Pippa has been on a combination of oral and IV antibiotics since she was four months old, the longest break her little body has had is four weeks. I try not to think too much about the possible consequences the use of long term antibiotics may have on my baby girl. I am forever asking – why do we need to keep testing? Why do we need to keep pumping her little body with all of these drugs? Why do we need to do ANOTHER chest x-ray? Why do we need another admission for IV antibiotics when all her sputum samples are negative? Why does she sound so wet but her lungs are clear? Why do we need to stop all oral fluids AGAIN? Why do antibiotics work when there are no obvious signs of infection? Our respiratory consultant Professor John “Declan” Kennedy always calmly responds with “I don’t know Hayley but she only has one set of lungs and we need to do whatever we can to protect them.” Puts things into perspective hey?
We have ruled out almost every sinister disease such as cystic fibrosis, immunological issues and the possibility of another genetic mutation. On one hand, it’s a relief, on the other, I just want to know what the cause is so we know what we are dealing with. I hate not knowing. Before COVID-19 turned the world on its head, we flew to Melbourne for one last test to rule out a rare disease called Primary Ciliary Dyskinesia (PCD). This condition affects how the little hairs move in your nose, lungs, ears and reproductive tracts; if they don’t move properly, you can’t move/expel mucus efficiently. The results take eight weeks. Even though the chance of her having this is under 1%, not knowing is terrifying. It was after this trip Missy Moo decided to add asthma and two croup attacks, which required an ambulance, to her bag of tricks. The asthma and croup fill me with anxiety as they are so foreign to our “normal”. CWC I know inside out, now there are two additional types of coughs I need to familiarise myself with and it’s scary as shit.

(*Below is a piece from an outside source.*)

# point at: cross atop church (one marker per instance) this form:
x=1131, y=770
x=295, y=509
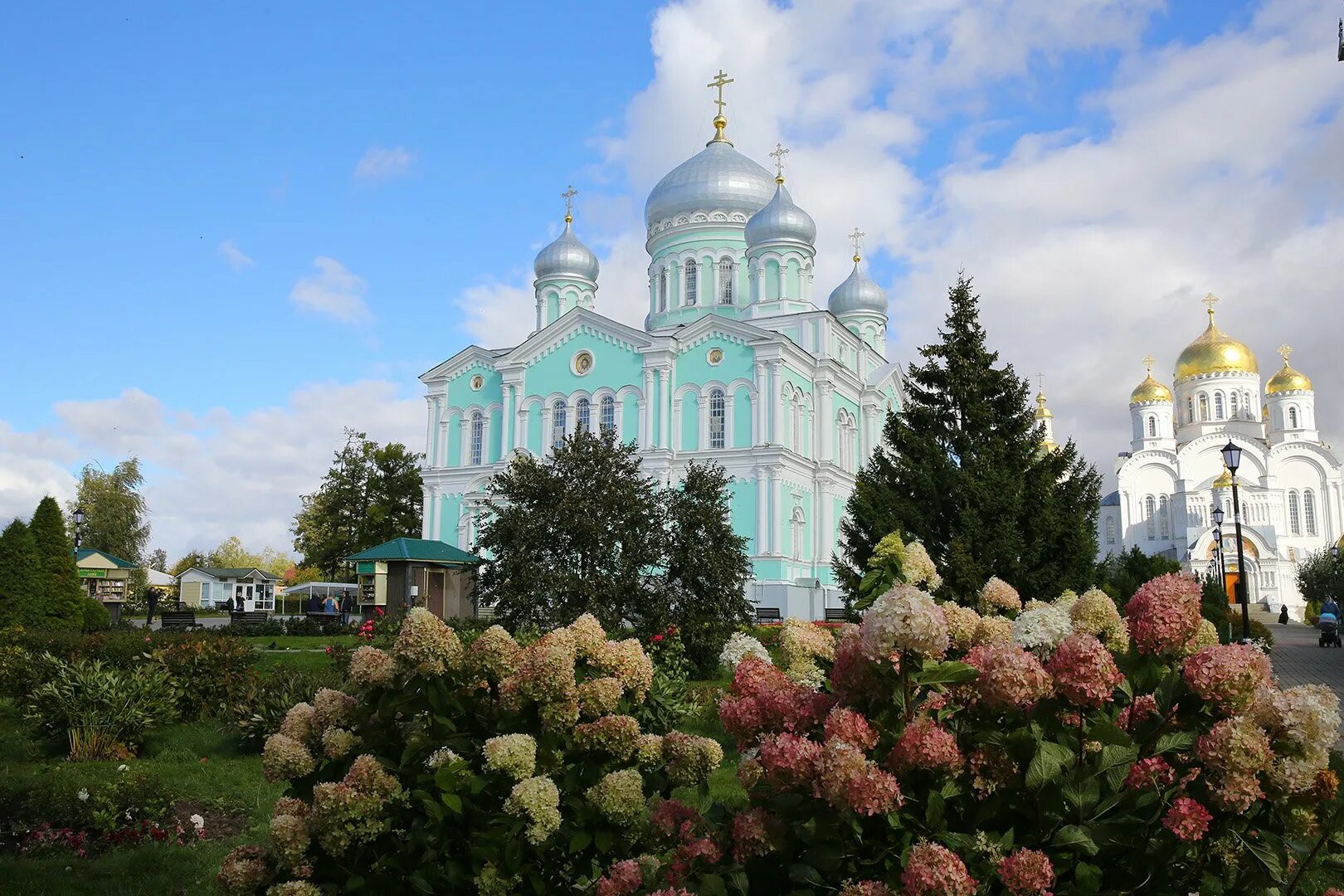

One small mercy I take from all of this is that Pippa doesn’t know any different. She doesn’t know her life without a cough. The common cold leads to endless nights of utter helplessness as she struggles to breathe and all we can do is try and keep her as calm as possible. I stupidly googled the actual mechanism of how COVID-19 infects the body (I am slightly addicted) and I went into a major panic for a few days about all the “what if’s” if she were to catch it. I am so grateful to live in regional South Australia at the moment where infection rates are minimal.
I’m not sure why I decided to write about this this week. Possibly because we are elbow deep in another bout of wet cough with asthma now thrown in on top, I know we are on borrowed time and will be in hospital soon for another round of IV antibiotics. Another two weeks away from my two big girls, another two weeks off work, another two weeks of no sleep, crappy food and being locked in four walls running out of way to entertain a frustrated toddler. Throw in a global health pandemic and it’s really not my idea of a good time. In saying all this, I know there are so many children and families out there much worse off than us. My heart breaks for them. I know how unforgiving our life can feel at times and Pippa isn’t a “sick” kid.
This is another perspective of the “vulnerable” regarding the COVID-19 pandemic. Medically complex children who have spent the majority of their lives fighting. There are parents who live with the reality that they are going to be standing at their child’s funeral one day. Don’t cut their time short with their babies. I know you’re bored, I know you’re lonely, I know the kids are driving you to the verge of insanity and this is so hard but you will come through the otherside, together. Families with chronically ill children might not. Stay home, please.